Glen Raven’s Concept Gallery.
Glen Raven’s Concept Gallery.

Birrittella’s obsession began at FIT, when her senior trend project had her visiting Material ConneXion, the world’s biggest materials library and consultancy. “I thought it was the coolest place in the world,” Birrittella recalls. She got an internship and eventually was hired as an archivist maintaining a library of more than 7,000 materials. While there, she collaborated with her design hero Betsey Johnson on a weather-resistant mannequin for an outdoor installation called Sidewalk Catwalk. In 2011, Glen Raven wanted to launch a similar “Materials Explorer” library—to showcase its own textiles, as well as the metals, plastics, and other materials it carries from other manufacturers—and asked Birrittella to spearhead the project. “There was no library at all before,” she says, “so I had to work with all the market managers and designers and the people who make the fabrics to pick an assortment of 200 samples that represent those 10,000 different products. “It was initially a short-term contract to make the library, but I loved Glen Raven and Burlington so much that nine years later, I’m still here.” In addition to the online archive—which she updates continuously— Birrittella keeps Glen Raven’s six brick-and-mortar Concept Galleries stocked, organizing exhibitions on topics such as 3D printing for designers and R&D teams seeking ideas and inspiration.
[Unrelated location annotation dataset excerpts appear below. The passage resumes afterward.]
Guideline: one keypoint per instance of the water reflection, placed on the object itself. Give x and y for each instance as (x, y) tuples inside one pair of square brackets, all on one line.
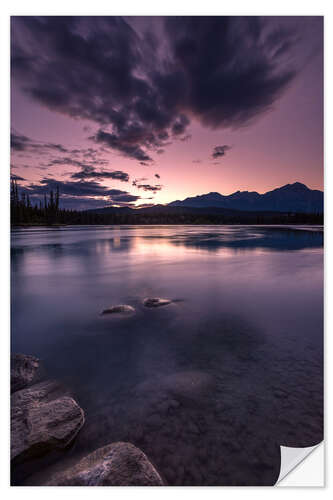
[(208, 387)]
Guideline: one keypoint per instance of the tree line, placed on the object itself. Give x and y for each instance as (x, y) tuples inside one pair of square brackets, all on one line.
[(48, 212)]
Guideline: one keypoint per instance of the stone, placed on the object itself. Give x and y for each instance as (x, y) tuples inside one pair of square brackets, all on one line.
[(156, 302), (117, 464), (43, 419), (25, 370), (119, 309)]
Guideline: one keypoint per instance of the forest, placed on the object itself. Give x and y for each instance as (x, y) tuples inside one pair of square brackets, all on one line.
[(48, 211)]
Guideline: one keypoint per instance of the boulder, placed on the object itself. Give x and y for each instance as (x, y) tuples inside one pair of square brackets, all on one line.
[(43, 418), (25, 370), (119, 309), (156, 302), (117, 464)]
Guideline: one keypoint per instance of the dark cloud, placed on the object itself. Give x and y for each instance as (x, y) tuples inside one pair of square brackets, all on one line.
[(15, 177), (19, 142), (81, 191), (135, 182), (225, 71), (89, 172), (149, 187), (220, 151), (124, 143)]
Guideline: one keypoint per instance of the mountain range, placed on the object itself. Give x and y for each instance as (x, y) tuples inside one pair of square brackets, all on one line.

But she says that her work isn’t just for designers. “The way we interact with our world is affected by the quality or even just the feel of different materials,” she says. “Like, everyone is addicted to their phone, but if it felt really gross like sandpaper, would you keep pulling it out of your pocket? Probably not. It really affects everything. That’s exactly what my role is about—to show the importance of materials.”